Apr 16 Tropic Oceans

The Pause has shortened by 3 months.

Northern Extra Tropics:

Apr 16  NH ExtraTropics

The Pause by this criterion has ended in this region, however note that the slope since 1998 is +0.17 +/- 0.1C per 100 years compared with +1.56C for the whole period.  That’s not much above dead flat.

Southern Extra Tropics:

Apr 16  SH ExtraTropics

The Pause has lengthened by one month.

Northern Polar:

Apr 16 NP

No change.

Southern Polar:

Apr 16 SP

At -0.18C/ 100 years, this region is cooling for the entire record.

USA 49 States:

Apr 16 USA 49

No change

Australia:

Apr 16 Oz

One month longer.

The next graphs summarise the above plots. First, a graph of the relative length of The Pause in the various regions:

Pause length

Apart from  the North Polar, whose Pause is shorter, and the Northern Extra Tropics, whose Pause has ended, all other regions have a Pause of 18 years 3 months (half the record) or longer- including the South Polar region which has been cooling for the whole record,

The variation in the linear trend for the whole record, 1978 to the present:

Trends 1978 regions

Note the decrease in trends from North Polar to South Polar.

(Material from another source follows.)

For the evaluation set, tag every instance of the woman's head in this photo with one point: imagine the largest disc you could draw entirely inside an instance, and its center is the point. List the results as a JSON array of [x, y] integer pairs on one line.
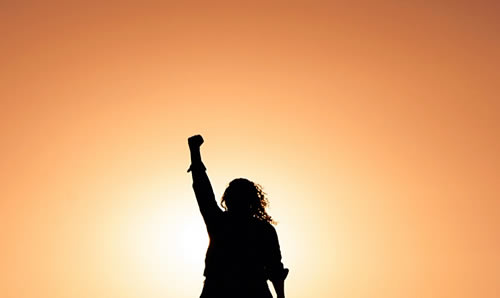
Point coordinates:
[[245, 198]]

And the variation in the linear trend since June 1998, which is about halfway between the global low point of December 1997 and the peak in December 1998:

Trends 1998 regions

The only region to show strong warming for this period is the North Polar region: the Northern Extra Tropics at +0.18C/ 100 years has very mild warming, and the Northern Hemisphere at +0.12C/ 100 years is virtually flat: all other regions are Paused or cooling.

12 month means will continue to grow for the next few months, so the Pause as  here defined may disappear shortly, and may not reappear until early 2018.  The impact of the coming La Nina will be worth watching.  Unless temperatures reset at a new, higher level and continue rising, very low trends will remain.